Emmanuel Macron won a clear victory 66% to 34% over Marine Le Pen in the closing round of the French elections for President on Sunday, May 7. The 34% of Marine Le Pen represents some 25% of the hard-right votes joined by 10% of nationalists who had voted for other candidates in the first round. Twenty-five percent is the usual but growing percentage of votes for Le Front National (The National Front) in French parliamentary elections and in elections for the European Parliament. Le Front National (FN) was created in 1972 by Mariene’s father, Jean-Marie Le Pen who had been in the second round of the Presidential election of 2002 getting 18% of the vote against Jacques Chirac.

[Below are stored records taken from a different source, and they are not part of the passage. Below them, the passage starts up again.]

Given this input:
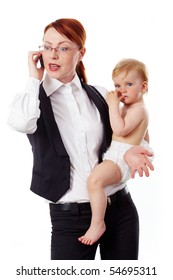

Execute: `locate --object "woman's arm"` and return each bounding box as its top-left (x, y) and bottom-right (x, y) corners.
top-left (124, 146), bottom-right (154, 178)
top-left (7, 51), bottom-right (44, 134)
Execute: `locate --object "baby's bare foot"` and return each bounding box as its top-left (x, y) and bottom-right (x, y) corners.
top-left (78, 222), bottom-right (106, 245)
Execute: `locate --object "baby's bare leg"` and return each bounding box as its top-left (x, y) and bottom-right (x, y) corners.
top-left (78, 160), bottom-right (121, 245)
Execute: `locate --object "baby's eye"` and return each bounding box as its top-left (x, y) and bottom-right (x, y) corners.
top-left (59, 47), bottom-right (69, 52)
top-left (127, 83), bottom-right (133, 87)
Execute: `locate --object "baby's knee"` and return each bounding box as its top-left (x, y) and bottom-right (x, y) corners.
top-left (88, 175), bottom-right (102, 191)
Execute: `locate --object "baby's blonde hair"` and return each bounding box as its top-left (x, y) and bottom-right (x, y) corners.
top-left (112, 58), bottom-right (148, 82)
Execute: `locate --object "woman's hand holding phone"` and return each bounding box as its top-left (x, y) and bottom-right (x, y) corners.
top-left (28, 51), bottom-right (44, 81)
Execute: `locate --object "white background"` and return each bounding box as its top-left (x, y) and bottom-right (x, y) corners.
top-left (0, 0), bottom-right (173, 279)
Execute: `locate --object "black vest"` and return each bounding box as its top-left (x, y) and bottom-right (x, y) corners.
top-left (27, 83), bottom-right (112, 202)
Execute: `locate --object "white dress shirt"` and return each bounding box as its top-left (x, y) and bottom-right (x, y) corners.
top-left (8, 75), bottom-right (124, 203)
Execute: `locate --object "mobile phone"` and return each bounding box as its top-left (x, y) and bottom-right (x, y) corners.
top-left (39, 55), bottom-right (44, 68)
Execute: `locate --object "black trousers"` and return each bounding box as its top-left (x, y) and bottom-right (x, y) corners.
top-left (50, 191), bottom-right (139, 260)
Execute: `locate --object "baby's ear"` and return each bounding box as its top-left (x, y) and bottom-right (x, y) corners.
top-left (142, 81), bottom-right (148, 93)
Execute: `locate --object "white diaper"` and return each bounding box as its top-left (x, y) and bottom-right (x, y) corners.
top-left (103, 140), bottom-right (153, 183)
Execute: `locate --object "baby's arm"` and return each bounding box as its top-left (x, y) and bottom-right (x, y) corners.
top-left (107, 91), bottom-right (147, 137)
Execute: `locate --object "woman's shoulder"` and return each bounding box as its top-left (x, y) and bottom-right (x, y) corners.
top-left (93, 85), bottom-right (108, 98)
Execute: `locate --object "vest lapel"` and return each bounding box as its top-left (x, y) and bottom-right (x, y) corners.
top-left (82, 83), bottom-right (112, 161)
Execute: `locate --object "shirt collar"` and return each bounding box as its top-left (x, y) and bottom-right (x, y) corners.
top-left (43, 74), bottom-right (82, 96)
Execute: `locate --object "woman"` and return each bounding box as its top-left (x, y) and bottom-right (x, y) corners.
top-left (8, 18), bottom-right (153, 260)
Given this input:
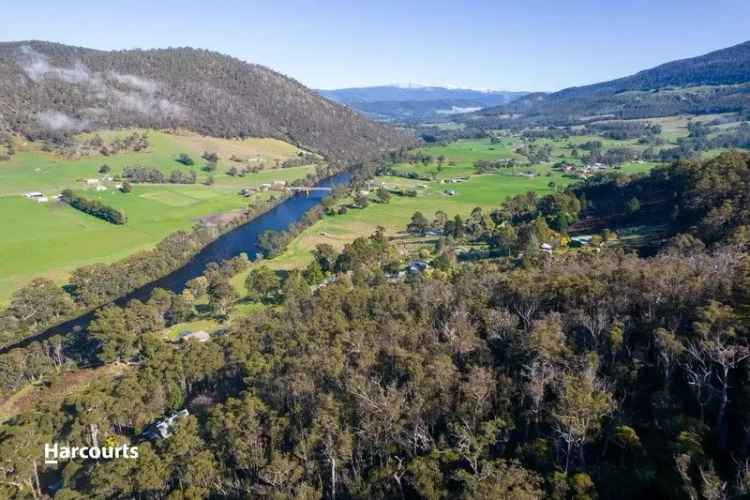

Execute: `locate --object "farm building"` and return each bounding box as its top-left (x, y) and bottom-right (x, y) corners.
top-left (143, 410), bottom-right (190, 440)
top-left (180, 330), bottom-right (211, 342)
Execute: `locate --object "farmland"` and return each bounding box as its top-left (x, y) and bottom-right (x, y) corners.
top-left (0, 130), bottom-right (314, 303)
top-left (235, 136), bottom-right (655, 278)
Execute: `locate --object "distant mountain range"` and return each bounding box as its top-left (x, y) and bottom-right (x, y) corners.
top-left (0, 41), bottom-right (413, 159)
top-left (318, 85), bottom-right (527, 123)
top-left (476, 42), bottom-right (750, 126)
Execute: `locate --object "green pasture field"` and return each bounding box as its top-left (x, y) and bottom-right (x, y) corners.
top-left (229, 136), bottom-right (656, 289)
top-left (0, 130), bottom-right (314, 304)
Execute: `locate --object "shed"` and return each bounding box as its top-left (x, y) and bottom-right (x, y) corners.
top-left (180, 330), bottom-right (211, 342)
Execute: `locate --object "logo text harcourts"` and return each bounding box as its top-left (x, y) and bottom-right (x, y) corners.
top-left (44, 443), bottom-right (138, 464)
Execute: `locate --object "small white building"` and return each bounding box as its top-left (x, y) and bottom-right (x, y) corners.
top-left (180, 330), bottom-right (211, 343)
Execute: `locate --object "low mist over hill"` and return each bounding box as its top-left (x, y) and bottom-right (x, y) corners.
top-left (478, 42), bottom-right (750, 123)
top-left (318, 85), bottom-right (526, 122)
top-left (0, 42), bottom-right (411, 159)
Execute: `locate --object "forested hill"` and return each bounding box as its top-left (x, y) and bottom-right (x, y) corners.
top-left (481, 41), bottom-right (750, 122)
top-left (0, 41), bottom-right (411, 159)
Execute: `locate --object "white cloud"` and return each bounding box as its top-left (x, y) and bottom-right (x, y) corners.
top-left (36, 110), bottom-right (91, 132)
top-left (17, 45), bottom-right (185, 121)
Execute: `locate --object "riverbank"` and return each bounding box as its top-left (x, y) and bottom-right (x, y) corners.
top-left (0, 171), bottom-right (352, 354)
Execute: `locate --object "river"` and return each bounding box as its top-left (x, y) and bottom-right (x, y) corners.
top-left (0, 172), bottom-right (352, 354)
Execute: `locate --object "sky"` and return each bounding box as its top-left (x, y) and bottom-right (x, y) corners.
top-left (0, 0), bottom-right (750, 91)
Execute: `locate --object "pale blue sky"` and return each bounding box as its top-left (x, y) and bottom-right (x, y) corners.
top-left (0, 0), bottom-right (750, 91)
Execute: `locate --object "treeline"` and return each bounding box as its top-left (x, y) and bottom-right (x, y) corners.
top-left (60, 189), bottom-right (128, 225)
top-left (0, 229), bottom-right (750, 500)
top-left (658, 122), bottom-right (750, 161)
top-left (0, 42), bottom-right (415, 161)
top-left (0, 163), bottom-right (352, 352)
top-left (0, 153), bottom-right (750, 500)
top-left (122, 166), bottom-right (197, 184)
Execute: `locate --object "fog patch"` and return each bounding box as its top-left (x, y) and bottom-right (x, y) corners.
top-left (109, 71), bottom-right (160, 94)
top-left (36, 110), bottom-right (91, 132)
top-left (17, 45), bottom-right (185, 119)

The early supporters of Jean-Marie Le Pen came from those who had wanted to keep Algeria French and who considered that Charles De Gaulle had betrayed them by granting independence to Algeria in 1962, followed by a massive flow of people of European decent – French, Italians and Spanish – to leave and go to France. Jean-Marie Le Pen also picked up some support from those favorable to the 1940-1944 Government of Vichy. This aging population had never liked De Gaulle. The FN was considered by some political analysts as a proto-fascist movement and had attracted into membership some “skinheads” who loved uniforms and fights against Arabs and police.
When Marine Le Pen inherited the movement from her father, she eased out the “skinheads” and downplayed references to the Vichy government. She kept however the emphasis on the dangers of immigration from Arab countries and the danger of “radical Islam” which often came to be seen by Le Pen and her followers as the danger of Islam in any form. For the presidential campaign, she had to broaden her themes somewhat and developed a wider nationalist platform, against the European Union which had opened the doors to “uncontrolled globalization” and immigration not only from Arab countries but also from “Polish workers.”
In many ways the 2017 campaign and election did not follow the usual Left-Right division but rather a new division: “Open to the World – the builders of bridges” and “Closed to the World – the builders of walls.” The two political parties which have governed France since 1965 when De Gaulle instituted the direct election of the president – the Socialists for the Left, the inheritors of De Gaulle (who kept changing the party’s name) on the Right – were eliminated after the first round. The FN has always been more of an ideology-based movement rather than a political party which administers government at different levels, local, departmental and national. Likewise, Emmanuel Macron created two years ago what became a victorious effort called En March (Forward). The movement has supporters at the three levels but no elected officials or permanent party workers. We will have to see how Macron can transform local supporters into national-level elected members of Parliament. The elections for Parliament will take place in late June.
Marine Le Pen, in the two weeks after the first round with only Macron to attack, focused on painting Macron as the candidate of uncontrolled globalization, of the well-off inhabitants of the cities, of the young (Macron at 39 will be the youngest person elected President of France), of the highly educated, and of the banks. Macron had spent several years in the Rothschild investment bank. The image dear to some of the French Right of Jewish finance was not used in public meetings, but if one stresses the name Rothschild the connection is made without having to say so.
Marine Le Pen presented herself as the “voice of the people,” the forgotten workers and farmers, the retired who have difficulty making ends meet on their pensions, of the citizens who live in fear of being robbed by Arabs. Hers was to be a nationalism that protected the weak, the motherland as a “mother figure” taking all the French into her arms against an outside world that was increasingly seen as dangerous. If one did not have a sense of irony, her presentation was often well delivered. However, hate was never far away in her voice.
Sociological analysis of the voting pattern of the first round did confirm the power of Marine’s appeal: the large cities and areas of a relatively prosperous industrial or agricultural base, often export oriented, voted Macron; the poorer rural areas and the French equivalent of the US rust belt voted Le Pen.
Macron now has the necessary task of establishing some trust and reconciliation between the bridge-builders and the wall-builders. The term “renewal” is his ideological motor. The previous four Presidents – Francois Mitterand, Jacques Chirac, Nicolas Sarkozy, and Francois Hollande had all used the term “reform” as their aim – reform of institutions, programs and policies. None of the reforms modified life to any deep degree. The level of structural unemployment has remained largely the same. There has been a continuing exodus from the rural areas. Much of youth remains sidelined. The early hope that the European Union and the end of the Cold War would change the international situation has largely dissolved. Thus, the emphasis of Macron is on renewal – a new society on new foundations rather than a reform of existing institutions and policies. “We must write a new page,” was his cry as he ended his campaign.
Rene Wadlow is the President of the Association of World Citizens.